General Flow Diagram part 1:
General Flow Diagram part 2:
This ER diagram represents the data model for the new module.
bulk_operation - this is the main table that represents any Bulk Operation.
buld_operation_rule - this table contains the rules that are/will be applied to a particular Bulk Operation in the case of the In-App approach for data modification.
bulk_operation_data_processing - this table represents the state of the data processing operation when records retrieved from the Export Manager are processed according to the rules defined for a particular Bulk Operation. In the case of errors, this operation could be resumed.
bulk_operation_execution - this table represents an attempt to apply the changes to the target storage module. The changes are applied in chunks.
bulk_operation_execution_chunk - this table represents the chunk of the modified records that are sent to the target storage module to be stored.
bulk_operation_execution_content - this table holds the information for every particular modified record regarding if it has been successfully updated or not.
This component diagram represents the basic high-level structure for the new back-end module.
- Bulk Operation Controller - this component represents all end-points for the Bulk Operation beck-end module.
- Bulk Operation Service - it contains the implementation of all business logic for the Bulk Operation application.
- Thread Pool Executor - the component used by the Bulk Operation Service to run asynchronous tasks
- Kafka consumer - this component receives messages from the Data Export Manager it sends on completing the data export job. Once receives a message, the Kafka consumer passes control to the Bulk Operation Service.

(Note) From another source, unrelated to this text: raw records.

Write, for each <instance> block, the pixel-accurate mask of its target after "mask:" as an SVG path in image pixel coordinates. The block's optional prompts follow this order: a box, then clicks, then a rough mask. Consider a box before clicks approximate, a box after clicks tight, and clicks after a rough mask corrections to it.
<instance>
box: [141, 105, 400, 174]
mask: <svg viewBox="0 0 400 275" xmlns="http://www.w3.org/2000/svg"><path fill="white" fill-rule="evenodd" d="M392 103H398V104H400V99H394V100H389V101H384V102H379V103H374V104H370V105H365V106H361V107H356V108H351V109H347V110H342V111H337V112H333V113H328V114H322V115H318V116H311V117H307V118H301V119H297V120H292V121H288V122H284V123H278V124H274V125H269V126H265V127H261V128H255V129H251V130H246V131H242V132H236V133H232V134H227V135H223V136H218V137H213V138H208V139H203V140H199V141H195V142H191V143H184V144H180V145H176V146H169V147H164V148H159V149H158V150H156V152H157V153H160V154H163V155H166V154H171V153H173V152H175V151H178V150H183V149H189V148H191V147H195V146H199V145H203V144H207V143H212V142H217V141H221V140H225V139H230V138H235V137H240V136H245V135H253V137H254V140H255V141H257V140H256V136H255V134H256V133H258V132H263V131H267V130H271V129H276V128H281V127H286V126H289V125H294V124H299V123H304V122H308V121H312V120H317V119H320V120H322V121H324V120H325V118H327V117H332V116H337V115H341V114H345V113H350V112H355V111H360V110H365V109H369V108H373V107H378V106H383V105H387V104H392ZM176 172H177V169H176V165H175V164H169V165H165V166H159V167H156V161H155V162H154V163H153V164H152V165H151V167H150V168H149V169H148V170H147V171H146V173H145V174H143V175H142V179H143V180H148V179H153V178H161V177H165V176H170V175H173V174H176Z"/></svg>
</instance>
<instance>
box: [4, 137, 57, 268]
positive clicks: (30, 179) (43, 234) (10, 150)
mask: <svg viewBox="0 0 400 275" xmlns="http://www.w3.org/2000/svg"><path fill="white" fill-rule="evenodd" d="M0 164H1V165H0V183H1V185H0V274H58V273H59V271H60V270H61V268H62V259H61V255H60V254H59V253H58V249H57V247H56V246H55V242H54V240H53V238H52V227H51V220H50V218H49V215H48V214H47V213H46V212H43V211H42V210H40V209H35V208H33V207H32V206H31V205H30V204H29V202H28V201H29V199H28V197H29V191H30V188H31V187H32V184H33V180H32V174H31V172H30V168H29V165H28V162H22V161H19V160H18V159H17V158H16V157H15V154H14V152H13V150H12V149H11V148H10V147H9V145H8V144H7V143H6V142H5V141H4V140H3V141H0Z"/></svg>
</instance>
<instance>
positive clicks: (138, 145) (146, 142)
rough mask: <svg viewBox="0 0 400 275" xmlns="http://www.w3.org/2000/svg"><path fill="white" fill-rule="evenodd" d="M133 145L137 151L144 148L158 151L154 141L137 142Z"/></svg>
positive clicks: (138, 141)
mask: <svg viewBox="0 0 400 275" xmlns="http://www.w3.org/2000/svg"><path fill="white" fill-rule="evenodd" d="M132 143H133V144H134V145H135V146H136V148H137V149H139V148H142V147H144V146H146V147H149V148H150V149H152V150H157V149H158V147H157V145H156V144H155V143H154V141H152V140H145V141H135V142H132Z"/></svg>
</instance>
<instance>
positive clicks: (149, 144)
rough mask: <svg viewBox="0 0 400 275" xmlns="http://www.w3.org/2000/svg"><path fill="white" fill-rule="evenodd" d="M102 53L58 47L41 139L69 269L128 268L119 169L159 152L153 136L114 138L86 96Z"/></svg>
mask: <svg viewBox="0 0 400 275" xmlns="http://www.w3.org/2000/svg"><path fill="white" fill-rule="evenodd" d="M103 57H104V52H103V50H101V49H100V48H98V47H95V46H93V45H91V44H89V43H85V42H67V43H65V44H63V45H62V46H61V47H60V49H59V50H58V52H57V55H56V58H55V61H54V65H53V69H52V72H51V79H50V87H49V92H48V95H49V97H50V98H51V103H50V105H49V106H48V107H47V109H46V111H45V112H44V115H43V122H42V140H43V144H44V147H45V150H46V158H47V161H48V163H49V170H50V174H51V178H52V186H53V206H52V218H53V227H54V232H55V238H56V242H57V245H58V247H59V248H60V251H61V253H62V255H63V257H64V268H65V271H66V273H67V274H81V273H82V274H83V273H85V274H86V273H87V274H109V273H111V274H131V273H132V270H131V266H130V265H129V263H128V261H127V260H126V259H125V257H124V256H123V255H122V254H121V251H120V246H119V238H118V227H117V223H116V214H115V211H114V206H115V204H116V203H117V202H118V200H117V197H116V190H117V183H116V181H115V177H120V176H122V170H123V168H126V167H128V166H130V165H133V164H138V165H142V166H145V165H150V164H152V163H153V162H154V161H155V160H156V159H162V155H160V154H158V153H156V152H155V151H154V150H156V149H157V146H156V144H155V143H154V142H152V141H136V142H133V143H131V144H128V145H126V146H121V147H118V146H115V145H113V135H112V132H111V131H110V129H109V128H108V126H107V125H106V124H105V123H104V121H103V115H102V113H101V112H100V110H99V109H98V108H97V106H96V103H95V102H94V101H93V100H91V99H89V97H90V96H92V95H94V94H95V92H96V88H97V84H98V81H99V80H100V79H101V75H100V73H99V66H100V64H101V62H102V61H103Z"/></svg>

- Data Export Client - it encapsulates the details of the HTTP interaction with the Data Export Manager.
- Remote File System Client - it encapsulates the details of interaction with S3-like storage that is available to all instances of the module.
- Bulk Operation Repository - it is a set of JPA repositories used to deal with the database.
- Mod Client - it is a set of clients that encapsulate the details of HTTP interaction with storage modules like mod-users, mod-inventory-storage, etc.
- Mod Client<T> - it is a generalized interface used by the Bulk Operation Service to retrieve actual data from different storage modules.
- Mod Client Adapter - this is a set of adapters used to cast Mod Clients to Mod Client<T> for Bulk Operation Service.
- Mod Client Adapter Factory - it is a component used to produce Mod Client Adapters by entity type.
- Data Processor<T> - this is a generalized interface used by the Bulk Operation Service to process a file with records using the rules specified by a user.
- Data Processor - this is a set of components that implement the logic for file processing for different entities.
- Data Processor Factory - this is a component used to produce Data Processors by entity type.
- Process Callback - this interface is used by the Data Processors to update the progress of processing. Bulk Operation Service implements this interface.
- Update Processor<T> - this is a generalized interface used by the Bulk Operation Service to update records in storage modules.
- Update Processor - it is a set of components that implement the logic for updating records in storage modules using a file as a source. Each Update Processor uses a corresponding Mod Client to perform HTTP calls to an appropriate backend module.
- Update Processor Factory - this is a component used by the Bulk Operation Service to produce Update Processors by entity type.